Murid – murid pegunungan barat terus melanjutkan perjalanan menuju puncak gunung, hanya saja tidak seperti sebelumnya, tak terdengar lagi cacian dan olok-olok serta tak terlihat lagi pandangan sinis dari murid lainnya.
Namun hal itu bukan karena kehebatan Raka maupun kemisteriusan Maja yang membuat Sudira mundur, Melainkan karena sosok Wanita muda berbaju putih yang berjalan bersama rombongan.
Dialah Kalya , Si Angin Topan dari Selatan!, Salah satu dari 100 murid teraik perguruan Atas Awan
Sosoknya terlihat mencolok di depan tengah rombongan, Tak hanya karena warna baju putihnya yang kontras dengan seragam hitam murid junior pegunungan barat, Tetapi parasnya yang ayu serta tempramentnya yang tidak biasa membuatnya menonjol di manapun ia berada.
Raka berjalan di samping kiri Kalya, Wajahnya tampannya sekarang ditutupi perban.
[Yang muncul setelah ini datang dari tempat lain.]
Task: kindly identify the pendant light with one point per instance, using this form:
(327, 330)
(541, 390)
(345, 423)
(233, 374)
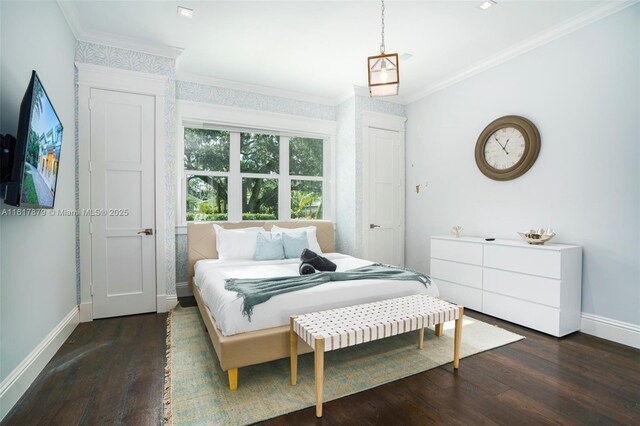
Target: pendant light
(384, 76)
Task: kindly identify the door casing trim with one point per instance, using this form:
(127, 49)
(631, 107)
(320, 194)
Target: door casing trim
(106, 78)
(393, 123)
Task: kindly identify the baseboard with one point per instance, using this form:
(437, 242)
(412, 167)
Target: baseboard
(172, 301)
(610, 329)
(86, 312)
(19, 380)
(182, 289)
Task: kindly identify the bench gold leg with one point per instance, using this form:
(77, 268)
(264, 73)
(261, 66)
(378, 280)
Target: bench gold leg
(233, 378)
(456, 341)
(293, 352)
(319, 368)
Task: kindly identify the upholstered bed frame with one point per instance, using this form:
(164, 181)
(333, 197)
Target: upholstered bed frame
(254, 347)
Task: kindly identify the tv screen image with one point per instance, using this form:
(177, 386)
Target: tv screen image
(42, 154)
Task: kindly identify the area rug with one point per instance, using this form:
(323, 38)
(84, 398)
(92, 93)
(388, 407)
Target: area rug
(197, 392)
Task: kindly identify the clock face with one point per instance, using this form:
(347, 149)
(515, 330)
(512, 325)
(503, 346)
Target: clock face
(504, 148)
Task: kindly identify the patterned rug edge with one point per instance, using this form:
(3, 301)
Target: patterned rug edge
(168, 412)
(404, 376)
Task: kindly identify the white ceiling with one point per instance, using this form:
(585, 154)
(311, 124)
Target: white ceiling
(319, 48)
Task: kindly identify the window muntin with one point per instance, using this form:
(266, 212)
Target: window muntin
(306, 156)
(254, 176)
(306, 199)
(259, 199)
(259, 153)
(206, 150)
(207, 197)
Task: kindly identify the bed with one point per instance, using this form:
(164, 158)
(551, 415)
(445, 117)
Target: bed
(239, 342)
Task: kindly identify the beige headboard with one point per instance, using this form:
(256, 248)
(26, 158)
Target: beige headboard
(201, 237)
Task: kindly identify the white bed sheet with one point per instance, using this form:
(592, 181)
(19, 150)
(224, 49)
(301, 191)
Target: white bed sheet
(226, 306)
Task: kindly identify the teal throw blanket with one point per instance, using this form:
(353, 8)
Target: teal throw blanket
(259, 290)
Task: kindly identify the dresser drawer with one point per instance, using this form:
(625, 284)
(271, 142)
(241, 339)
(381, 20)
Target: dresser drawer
(527, 260)
(457, 251)
(459, 273)
(528, 287)
(466, 296)
(538, 317)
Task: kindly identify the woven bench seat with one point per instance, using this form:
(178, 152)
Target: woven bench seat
(353, 325)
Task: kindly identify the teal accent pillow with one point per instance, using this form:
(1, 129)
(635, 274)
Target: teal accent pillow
(269, 249)
(294, 243)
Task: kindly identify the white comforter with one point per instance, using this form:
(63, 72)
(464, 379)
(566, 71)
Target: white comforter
(226, 306)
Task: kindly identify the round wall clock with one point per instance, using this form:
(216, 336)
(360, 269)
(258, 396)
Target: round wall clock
(507, 147)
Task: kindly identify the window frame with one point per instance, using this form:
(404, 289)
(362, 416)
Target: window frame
(236, 121)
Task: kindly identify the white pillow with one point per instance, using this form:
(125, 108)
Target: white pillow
(236, 244)
(311, 235)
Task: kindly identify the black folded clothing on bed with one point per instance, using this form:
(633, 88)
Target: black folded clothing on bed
(320, 263)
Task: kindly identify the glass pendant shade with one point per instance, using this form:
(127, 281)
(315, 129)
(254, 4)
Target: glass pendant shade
(384, 75)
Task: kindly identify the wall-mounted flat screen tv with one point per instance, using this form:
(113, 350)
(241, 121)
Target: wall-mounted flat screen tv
(37, 150)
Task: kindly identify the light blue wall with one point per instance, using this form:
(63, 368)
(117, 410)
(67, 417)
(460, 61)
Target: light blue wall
(583, 93)
(37, 266)
(112, 57)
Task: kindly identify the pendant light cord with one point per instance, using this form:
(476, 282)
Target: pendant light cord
(382, 45)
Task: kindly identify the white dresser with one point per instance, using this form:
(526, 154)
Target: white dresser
(536, 286)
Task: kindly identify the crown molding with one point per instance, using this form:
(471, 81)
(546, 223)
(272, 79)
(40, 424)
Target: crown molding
(363, 92)
(113, 40)
(540, 39)
(254, 88)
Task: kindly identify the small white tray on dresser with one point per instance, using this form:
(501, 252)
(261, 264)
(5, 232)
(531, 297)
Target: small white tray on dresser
(538, 286)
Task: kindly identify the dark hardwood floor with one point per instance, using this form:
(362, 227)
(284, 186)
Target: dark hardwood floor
(112, 372)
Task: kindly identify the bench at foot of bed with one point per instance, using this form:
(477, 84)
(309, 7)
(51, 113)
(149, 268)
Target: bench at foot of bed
(233, 378)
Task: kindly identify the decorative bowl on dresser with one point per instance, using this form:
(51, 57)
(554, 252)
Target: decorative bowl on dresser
(538, 286)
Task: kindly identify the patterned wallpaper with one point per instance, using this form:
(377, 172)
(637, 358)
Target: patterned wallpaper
(107, 56)
(237, 98)
(349, 168)
(346, 185)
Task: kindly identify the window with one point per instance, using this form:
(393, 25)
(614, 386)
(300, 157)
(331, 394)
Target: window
(206, 165)
(245, 175)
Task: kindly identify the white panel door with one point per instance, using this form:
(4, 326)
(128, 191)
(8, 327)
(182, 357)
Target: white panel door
(122, 129)
(385, 176)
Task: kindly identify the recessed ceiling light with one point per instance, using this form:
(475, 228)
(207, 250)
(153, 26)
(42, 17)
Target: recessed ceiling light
(487, 4)
(185, 12)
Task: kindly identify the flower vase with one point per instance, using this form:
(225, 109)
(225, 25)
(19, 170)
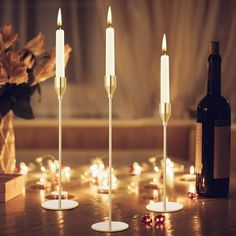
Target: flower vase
(7, 144)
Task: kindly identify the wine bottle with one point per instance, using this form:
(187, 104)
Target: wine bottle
(213, 134)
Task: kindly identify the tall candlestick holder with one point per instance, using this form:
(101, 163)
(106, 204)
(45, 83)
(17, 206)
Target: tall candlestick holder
(59, 204)
(165, 205)
(110, 226)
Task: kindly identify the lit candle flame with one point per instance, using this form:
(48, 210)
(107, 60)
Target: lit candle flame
(191, 170)
(164, 44)
(109, 17)
(59, 18)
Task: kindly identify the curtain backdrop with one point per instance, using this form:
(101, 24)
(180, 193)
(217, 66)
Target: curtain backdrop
(139, 25)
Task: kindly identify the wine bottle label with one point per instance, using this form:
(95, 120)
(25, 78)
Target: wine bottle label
(222, 152)
(198, 159)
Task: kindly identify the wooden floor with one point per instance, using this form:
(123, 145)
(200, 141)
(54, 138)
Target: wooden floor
(24, 215)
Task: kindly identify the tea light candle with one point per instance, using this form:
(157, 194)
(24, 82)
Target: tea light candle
(191, 176)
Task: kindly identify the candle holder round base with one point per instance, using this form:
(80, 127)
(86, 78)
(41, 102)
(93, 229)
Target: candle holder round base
(159, 207)
(55, 206)
(116, 226)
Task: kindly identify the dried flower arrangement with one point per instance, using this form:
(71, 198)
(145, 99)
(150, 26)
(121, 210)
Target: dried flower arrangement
(21, 71)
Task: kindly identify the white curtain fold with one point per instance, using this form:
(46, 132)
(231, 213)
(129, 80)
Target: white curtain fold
(139, 25)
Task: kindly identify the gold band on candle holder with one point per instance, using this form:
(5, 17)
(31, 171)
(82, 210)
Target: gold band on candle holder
(60, 86)
(110, 84)
(165, 111)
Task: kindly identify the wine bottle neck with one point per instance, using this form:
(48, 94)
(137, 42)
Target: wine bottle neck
(214, 74)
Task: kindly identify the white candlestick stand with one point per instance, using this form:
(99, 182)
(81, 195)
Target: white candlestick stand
(165, 205)
(60, 204)
(110, 226)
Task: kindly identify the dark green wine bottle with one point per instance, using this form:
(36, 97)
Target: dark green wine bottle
(213, 134)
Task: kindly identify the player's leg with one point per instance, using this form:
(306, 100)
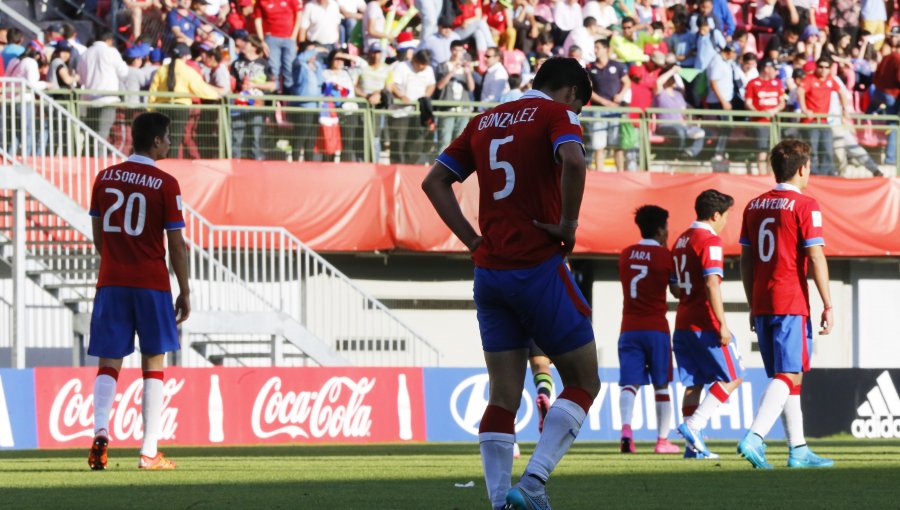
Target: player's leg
(632, 374)
(660, 371)
(155, 319)
(497, 433)
(560, 324)
(112, 338)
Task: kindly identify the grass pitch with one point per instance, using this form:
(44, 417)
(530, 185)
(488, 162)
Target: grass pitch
(423, 476)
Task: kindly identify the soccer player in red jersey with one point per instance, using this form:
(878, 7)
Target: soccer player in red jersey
(645, 347)
(704, 346)
(132, 205)
(528, 155)
(765, 93)
(781, 231)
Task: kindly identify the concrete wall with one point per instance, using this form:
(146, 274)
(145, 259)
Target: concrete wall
(434, 295)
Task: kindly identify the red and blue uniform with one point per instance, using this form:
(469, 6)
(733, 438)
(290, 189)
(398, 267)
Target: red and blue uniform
(523, 288)
(701, 358)
(136, 203)
(645, 347)
(778, 226)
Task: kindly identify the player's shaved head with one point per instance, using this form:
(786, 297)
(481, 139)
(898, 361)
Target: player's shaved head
(788, 157)
(146, 128)
(711, 202)
(561, 72)
(651, 219)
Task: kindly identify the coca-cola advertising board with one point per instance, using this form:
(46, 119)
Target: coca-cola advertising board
(262, 405)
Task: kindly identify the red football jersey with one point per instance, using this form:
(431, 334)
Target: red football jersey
(645, 270)
(136, 201)
(512, 148)
(765, 95)
(697, 254)
(818, 94)
(778, 226)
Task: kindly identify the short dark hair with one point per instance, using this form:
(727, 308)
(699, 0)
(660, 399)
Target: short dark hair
(146, 128)
(559, 72)
(788, 157)
(650, 219)
(710, 202)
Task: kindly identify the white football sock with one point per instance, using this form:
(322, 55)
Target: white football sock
(771, 406)
(496, 458)
(663, 412)
(792, 419)
(151, 410)
(561, 427)
(626, 403)
(104, 396)
(707, 408)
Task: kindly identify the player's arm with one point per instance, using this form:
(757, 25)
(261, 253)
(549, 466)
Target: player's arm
(97, 229)
(819, 271)
(438, 186)
(714, 294)
(178, 259)
(747, 278)
(574, 169)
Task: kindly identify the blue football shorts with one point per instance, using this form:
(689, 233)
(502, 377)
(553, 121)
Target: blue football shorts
(540, 303)
(120, 312)
(785, 343)
(703, 360)
(645, 356)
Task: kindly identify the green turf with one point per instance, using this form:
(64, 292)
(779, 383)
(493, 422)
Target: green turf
(592, 476)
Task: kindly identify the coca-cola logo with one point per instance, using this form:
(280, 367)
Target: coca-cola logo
(335, 410)
(72, 412)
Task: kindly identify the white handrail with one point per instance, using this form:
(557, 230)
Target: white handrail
(238, 268)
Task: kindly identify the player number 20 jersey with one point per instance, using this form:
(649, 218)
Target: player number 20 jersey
(512, 149)
(136, 202)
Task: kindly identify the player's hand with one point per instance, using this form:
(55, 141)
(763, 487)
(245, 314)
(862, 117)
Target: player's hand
(565, 233)
(827, 321)
(182, 308)
(725, 335)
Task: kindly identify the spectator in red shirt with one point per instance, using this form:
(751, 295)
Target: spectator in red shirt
(278, 26)
(814, 96)
(887, 90)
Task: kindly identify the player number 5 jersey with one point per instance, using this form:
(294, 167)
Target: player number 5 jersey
(778, 226)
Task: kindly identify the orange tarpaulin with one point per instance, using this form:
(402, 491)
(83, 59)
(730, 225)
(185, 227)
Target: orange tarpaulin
(365, 207)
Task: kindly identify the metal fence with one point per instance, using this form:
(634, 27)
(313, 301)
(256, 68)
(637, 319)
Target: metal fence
(624, 139)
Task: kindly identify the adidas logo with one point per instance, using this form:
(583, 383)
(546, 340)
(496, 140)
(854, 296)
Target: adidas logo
(879, 416)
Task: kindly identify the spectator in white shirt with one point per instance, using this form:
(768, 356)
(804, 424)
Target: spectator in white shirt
(496, 79)
(102, 69)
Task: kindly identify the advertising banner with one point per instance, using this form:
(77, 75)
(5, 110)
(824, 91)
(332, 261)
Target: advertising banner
(239, 406)
(455, 399)
(861, 402)
(17, 425)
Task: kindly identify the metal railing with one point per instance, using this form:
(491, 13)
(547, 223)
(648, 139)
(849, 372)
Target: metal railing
(309, 129)
(236, 269)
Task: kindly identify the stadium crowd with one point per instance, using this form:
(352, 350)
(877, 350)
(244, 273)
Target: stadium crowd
(813, 57)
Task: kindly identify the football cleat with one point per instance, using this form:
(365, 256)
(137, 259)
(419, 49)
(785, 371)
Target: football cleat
(543, 406)
(803, 457)
(753, 449)
(693, 454)
(626, 444)
(155, 463)
(518, 499)
(666, 447)
(97, 457)
(693, 439)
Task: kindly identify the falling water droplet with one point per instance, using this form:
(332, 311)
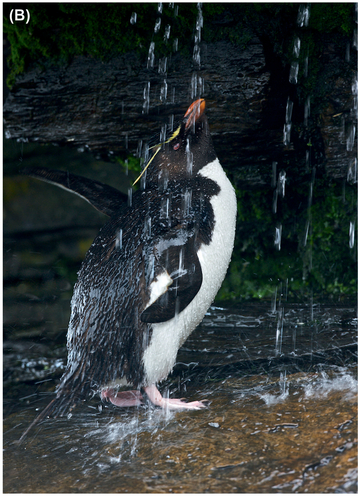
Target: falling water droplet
(303, 15)
(279, 332)
(146, 98)
(119, 239)
(163, 92)
(288, 122)
(171, 122)
(274, 174)
(352, 171)
(306, 61)
(281, 183)
(167, 33)
(350, 138)
(278, 236)
(274, 301)
(157, 25)
(294, 69)
(163, 133)
(306, 233)
(151, 55)
(351, 234)
(296, 47)
(306, 111)
(275, 201)
(189, 157)
(162, 65)
(129, 200)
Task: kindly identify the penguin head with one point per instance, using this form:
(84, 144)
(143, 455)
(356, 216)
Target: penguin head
(187, 151)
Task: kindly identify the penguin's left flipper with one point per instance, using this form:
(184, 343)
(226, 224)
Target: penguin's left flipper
(102, 197)
(177, 285)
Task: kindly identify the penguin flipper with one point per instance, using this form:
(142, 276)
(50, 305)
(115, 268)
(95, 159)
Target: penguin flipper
(186, 275)
(102, 197)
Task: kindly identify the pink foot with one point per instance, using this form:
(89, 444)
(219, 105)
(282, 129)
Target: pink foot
(172, 404)
(122, 398)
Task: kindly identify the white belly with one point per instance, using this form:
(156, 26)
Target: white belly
(168, 337)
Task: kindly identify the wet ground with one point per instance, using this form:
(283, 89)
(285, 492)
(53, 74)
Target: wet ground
(282, 389)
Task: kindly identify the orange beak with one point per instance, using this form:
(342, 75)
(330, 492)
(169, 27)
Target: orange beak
(194, 111)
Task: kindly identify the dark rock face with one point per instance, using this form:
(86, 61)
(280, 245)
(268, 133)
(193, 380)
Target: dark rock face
(100, 105)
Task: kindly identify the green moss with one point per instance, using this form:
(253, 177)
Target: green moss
(325, 264)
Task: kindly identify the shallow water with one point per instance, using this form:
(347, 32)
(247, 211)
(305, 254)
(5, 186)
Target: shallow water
(280, 419)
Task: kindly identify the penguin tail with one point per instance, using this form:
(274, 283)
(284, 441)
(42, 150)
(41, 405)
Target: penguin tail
(58, 407)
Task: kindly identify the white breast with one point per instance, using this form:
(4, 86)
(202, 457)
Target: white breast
(168, 337)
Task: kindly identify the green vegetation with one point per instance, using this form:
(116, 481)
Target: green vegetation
(324, 263)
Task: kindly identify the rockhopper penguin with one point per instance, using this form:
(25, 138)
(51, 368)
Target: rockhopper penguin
(151, 273)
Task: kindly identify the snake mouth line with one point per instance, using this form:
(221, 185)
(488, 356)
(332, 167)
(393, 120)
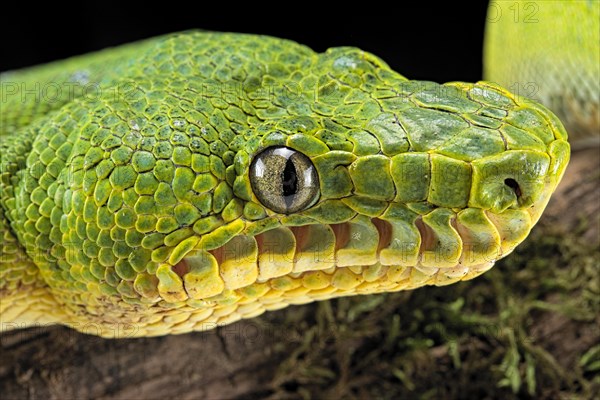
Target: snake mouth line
(366, 250)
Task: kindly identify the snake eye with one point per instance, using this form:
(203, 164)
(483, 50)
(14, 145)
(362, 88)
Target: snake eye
(284, 180)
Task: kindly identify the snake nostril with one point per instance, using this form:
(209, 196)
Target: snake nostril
(511, 183)
(181, 268)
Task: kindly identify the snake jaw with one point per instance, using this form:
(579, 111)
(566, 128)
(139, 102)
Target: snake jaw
(145, 210)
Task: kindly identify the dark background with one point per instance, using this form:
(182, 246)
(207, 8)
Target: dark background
(421, 40)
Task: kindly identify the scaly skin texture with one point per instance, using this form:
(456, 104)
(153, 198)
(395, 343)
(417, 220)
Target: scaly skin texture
(548, 50)
(128, 209)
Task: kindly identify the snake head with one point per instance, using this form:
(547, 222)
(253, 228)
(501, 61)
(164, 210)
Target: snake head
(240, 173)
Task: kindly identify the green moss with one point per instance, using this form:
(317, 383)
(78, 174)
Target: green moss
(526, 329)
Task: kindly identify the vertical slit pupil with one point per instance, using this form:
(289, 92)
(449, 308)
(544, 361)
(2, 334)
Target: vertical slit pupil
(290, 179)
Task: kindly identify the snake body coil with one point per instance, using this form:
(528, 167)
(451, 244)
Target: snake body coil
(192, 180)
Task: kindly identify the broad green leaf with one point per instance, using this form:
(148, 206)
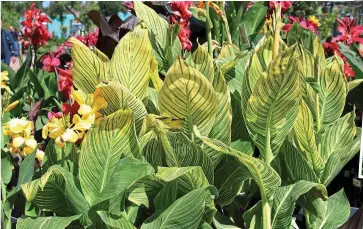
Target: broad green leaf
(6, 171)
(305, 138)
(131, 62)
(253, 20)
(56, 191)
(284, 201)
(263, 174)
(26, 172)
(339, 135)
(185, 213)
(181, 152)
(115, 222)
(187, 94)
(222, 222)
(228, 180)
(127, 171)
(143, 191)
(153, 21)
(118, 97)
(337, 210)
(88, 70)
(101, 150)
(203, 62)
(53, 222)
(272, 109)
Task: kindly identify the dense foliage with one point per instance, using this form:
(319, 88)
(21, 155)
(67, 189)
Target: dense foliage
(235, 134)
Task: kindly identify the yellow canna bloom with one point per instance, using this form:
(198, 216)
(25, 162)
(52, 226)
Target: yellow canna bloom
(4, 78)
(314, 19)
(11, 106)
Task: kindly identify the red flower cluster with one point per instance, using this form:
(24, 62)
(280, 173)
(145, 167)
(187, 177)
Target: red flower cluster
(181, 15)
(285, 6)
(33, 28)
(89, 39)
(65, 82)
(350, 34)
(306, 24)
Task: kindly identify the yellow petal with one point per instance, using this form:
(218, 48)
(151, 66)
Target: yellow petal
(45, 131)
(18, 141)
(99, 103)
(31, 143)
(40, 155)
(59, 142)
(11, 106)
(70, 136)
(84, 109)
(79, 96)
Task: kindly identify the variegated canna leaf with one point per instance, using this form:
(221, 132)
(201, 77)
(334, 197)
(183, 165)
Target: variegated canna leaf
(88, 69)
(101, 150)
(131, 62)
(273, 106)
(56, 191)
(187, 94)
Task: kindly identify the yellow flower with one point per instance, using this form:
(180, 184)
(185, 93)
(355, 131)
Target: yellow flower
(4, 78)
(22, 140)
(11, 106)
(315, 20)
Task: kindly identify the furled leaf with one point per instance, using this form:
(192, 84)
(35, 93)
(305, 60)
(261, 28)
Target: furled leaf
(56, 191)
(88, 69)
(131, 62)
(119, 97)
(101, 150)
(53, 222)
(187, 94)
(184, 213)
(272, 109)
(337, 210)
(266, 178)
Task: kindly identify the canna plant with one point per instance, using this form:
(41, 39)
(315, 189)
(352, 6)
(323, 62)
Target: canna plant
(193, 149)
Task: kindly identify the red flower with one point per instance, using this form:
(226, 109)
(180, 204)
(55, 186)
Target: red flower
(50, 62)
(285, 5)
(33, 26)
(306, 24)
(184, 38)
(181, 15)
(348, 71)
(350, 33)
(65, 82)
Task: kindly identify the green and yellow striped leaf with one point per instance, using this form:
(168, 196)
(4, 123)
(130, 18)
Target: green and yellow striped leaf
(203, 62)
(187, 94)
(88, 69)
(185, 213)
(273, 106)
(53, 222)
(131, 62)
(119, 97)
(263, 174)
(102, 148)
(305, 138)
(337, 210)
(56, 191)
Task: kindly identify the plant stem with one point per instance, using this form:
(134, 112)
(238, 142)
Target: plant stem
(209, 33)
(266, 215)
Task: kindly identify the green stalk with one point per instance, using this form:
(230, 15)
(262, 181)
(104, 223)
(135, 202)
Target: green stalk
(209, 33)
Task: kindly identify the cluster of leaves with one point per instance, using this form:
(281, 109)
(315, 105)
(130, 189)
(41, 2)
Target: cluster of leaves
(193, 149)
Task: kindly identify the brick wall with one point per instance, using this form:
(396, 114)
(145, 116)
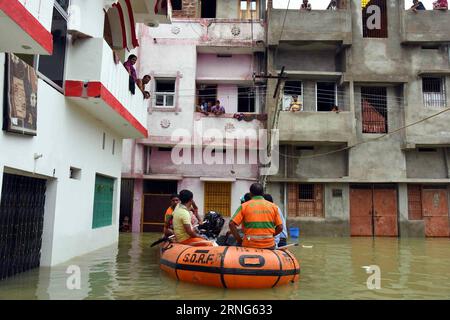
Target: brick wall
(189, 9)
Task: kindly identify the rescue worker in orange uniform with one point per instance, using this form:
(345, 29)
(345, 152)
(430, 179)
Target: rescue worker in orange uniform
(168, 228)
(260, 219)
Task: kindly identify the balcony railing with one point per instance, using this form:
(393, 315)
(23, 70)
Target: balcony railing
(324, 127)
(426, 26)
(92, 62)
(316, 25)
(25, 26)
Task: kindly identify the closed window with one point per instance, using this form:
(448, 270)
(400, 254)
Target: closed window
(434, 92)
(52, 67)
(218, 197)
(326, 96)
(305, 200)
(374, 109)
(246, 99)
(165, 93)
(249, 9)
(103, 202)
(374, 19)
(177, 4)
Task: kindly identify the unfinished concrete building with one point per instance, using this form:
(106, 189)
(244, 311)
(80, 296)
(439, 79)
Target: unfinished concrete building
(379, 166)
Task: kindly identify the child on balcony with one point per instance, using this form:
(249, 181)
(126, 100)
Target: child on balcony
(440, 5)
(218, 109)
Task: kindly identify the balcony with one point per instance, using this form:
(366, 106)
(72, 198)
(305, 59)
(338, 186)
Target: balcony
(315, 127)
(214, 129)
(233, 32)
(435, 132)
(101, 86)
(310, 26)
(25, 26)
(429, 26)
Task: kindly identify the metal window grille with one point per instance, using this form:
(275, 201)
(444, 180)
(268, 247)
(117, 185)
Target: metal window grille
(218, 197)
(370, 19)
(434, 94)
(165, 93)
(374, 109)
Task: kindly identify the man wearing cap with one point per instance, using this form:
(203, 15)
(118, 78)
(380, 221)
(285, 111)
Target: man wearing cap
(260, 219)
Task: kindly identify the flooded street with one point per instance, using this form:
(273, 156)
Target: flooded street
(331, 268)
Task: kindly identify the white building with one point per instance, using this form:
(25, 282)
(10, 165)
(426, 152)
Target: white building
(67, 108)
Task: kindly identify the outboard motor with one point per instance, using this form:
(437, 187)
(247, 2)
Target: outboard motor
(212, 225)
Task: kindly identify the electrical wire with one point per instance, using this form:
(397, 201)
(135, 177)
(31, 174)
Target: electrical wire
(366, 141)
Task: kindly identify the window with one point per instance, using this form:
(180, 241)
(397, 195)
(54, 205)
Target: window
(434, 92)
(305, 200)
(52, 67)
(246, 99)
(206, 93)
(103, 202)
(248, 9)
(177, 4)
(374, 109)
(75, 173)
(165, 93)
(218, 197)
(326, 96)
(292, 88)
(306, 192)
(208, 9)
(374, 19)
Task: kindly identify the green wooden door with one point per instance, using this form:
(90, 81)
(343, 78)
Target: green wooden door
(103, 202)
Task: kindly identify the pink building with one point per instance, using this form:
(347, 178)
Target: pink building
(208, 53)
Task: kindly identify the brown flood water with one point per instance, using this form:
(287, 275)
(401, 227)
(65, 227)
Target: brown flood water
(331, 269)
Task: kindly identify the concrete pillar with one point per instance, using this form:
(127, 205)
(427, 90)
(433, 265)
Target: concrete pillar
(403, 202)
(137, 204)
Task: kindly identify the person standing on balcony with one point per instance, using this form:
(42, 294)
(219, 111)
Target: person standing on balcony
(129, 65)
(306, 5)
(168, 227)
(218, 109)
(295, 105)
(332, 5)
(417, 5)
(440, 5)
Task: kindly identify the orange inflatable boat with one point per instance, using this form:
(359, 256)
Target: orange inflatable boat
(229, 267)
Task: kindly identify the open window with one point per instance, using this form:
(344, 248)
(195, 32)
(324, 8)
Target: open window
(292, 89)
(177, 4)
(208, 9)
(434, 92)
(249, 9)
(326, 93)
(164, 93)
(206, 93)
(246, 99)
(51, 68)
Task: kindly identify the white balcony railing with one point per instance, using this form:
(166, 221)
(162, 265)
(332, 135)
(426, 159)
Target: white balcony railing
(42, 10)
(92, 60)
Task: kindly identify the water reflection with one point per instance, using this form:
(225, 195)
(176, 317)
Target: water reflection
(331, 269)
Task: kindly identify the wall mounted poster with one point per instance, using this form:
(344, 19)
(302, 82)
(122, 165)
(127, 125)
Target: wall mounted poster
(20, 105)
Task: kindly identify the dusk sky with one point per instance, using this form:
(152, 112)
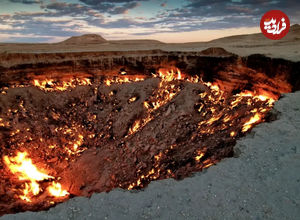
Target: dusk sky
(167, 21)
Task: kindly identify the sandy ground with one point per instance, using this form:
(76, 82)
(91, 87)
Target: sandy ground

Namun begitu, posturnya tetap tegak dengan penuh kebanggaan, walaupun organ dalamnya terluka akibat pukulan Sudira, Harga dirinya menahannya dari berjalan menunduk.
Di samping kiri Raka, Maja berjalan dengan santai sambil mengaitkan kedua tangan di punggungnya. Postur dan gaya berjalannya terlihat seperti seorang pendekar besar dengan ilmu yang tinggi.
Tanpa gangguan yang berarti, Para Murid pegunungan barat akhirnya sampai pada tempat tujuan mereka. Di puncak gunung terdapat sebuah bangunan seperti stadiun, ukurannya sangat besar, kapasitasnya bisa menampung hingga 200 ribu orang. Belum lagi sebuah lapangan besar di tengah stadium tersebut, lapangan tersebut biasa digunakan untuk arena duel antar murid dalam tournament yang diadakan setiap 5 tahun.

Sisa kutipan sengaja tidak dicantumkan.